Greece and to a lesser extent Spain and Portugal did their sums and shouted "bingo! we are in!" without considering that the maths did not add up and hold back and alert the fact that they were going to spend more than they could ever possibly afford. Greece did so even one step further, they started rolling in it like a pig in mud, lowered their retirement ages, increased their social security payments and assumed that the Europe would pay as a single entity.

Oh, just to get it right, Germany and to a lesser degree France bring in Taxes that are just under the spending rates because the EU reimburses an element that would result in national incomes in those two countries to a level that would make it 60/40 in favour of income. Germany and France are actually wealthy.
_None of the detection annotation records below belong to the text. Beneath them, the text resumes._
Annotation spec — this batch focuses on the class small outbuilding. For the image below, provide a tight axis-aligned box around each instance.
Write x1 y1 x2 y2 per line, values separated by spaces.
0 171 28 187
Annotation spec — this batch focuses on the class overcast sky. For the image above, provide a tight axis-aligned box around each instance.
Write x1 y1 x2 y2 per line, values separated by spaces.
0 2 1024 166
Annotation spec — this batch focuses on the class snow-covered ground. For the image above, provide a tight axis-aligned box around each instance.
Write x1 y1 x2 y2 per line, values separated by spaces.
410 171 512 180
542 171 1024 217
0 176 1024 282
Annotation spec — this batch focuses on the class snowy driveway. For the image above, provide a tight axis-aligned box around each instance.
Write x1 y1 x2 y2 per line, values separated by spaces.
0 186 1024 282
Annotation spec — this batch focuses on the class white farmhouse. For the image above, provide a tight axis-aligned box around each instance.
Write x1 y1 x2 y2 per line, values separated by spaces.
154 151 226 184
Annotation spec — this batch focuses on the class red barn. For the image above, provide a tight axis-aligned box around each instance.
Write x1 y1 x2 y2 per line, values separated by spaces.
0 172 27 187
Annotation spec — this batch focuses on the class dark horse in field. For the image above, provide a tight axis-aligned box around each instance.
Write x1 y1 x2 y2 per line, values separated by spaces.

The model is not collapsing, the administration and their maths are.

jez said...

"Venal governments had taken bribes to allow mineral extraction or whatnot with no regard for any laws whatsoever."

This doesn't require a corrupt government, but SF understands what imo is the only valid "anti-capitalist" argument: it's not that capitalism is evil, it's unregulated exploitation that we want to avoid. When workers' unions first emerged, I think we would now all agree in retrospect, regardless of what we think of modern-day unions, that they were then obviously needed: Victorian era capitalism was famously cruel, and despite the unprecedented wealth industrialisation generated, somehow it placed the larger part of the population in awfully bleak conditions. And so it continues in China etc. It may not be capitalism (or at least not quite), but it's the same problem.

In conclusion, I too am unaware of a decent argument for capitalism being evil, only corrupted versions of the above sentiment.

Silverfiddle said...

Precisely Jez. For death and grinding poverty, 20th Century communism racked up an impressive toll, which does not let capitalist human exploiters off the hook.

Using people as slaves, chattel, tools, however you want to describe it, is the problem.

Damien said...

Could not agree more. Communism ultimately results in unchecked and unscrutinized dictatorship and because it takes out the faith element it also eliminates morales.

Capitalism without controls often leaves the opportunity for greed which we have seen often enough.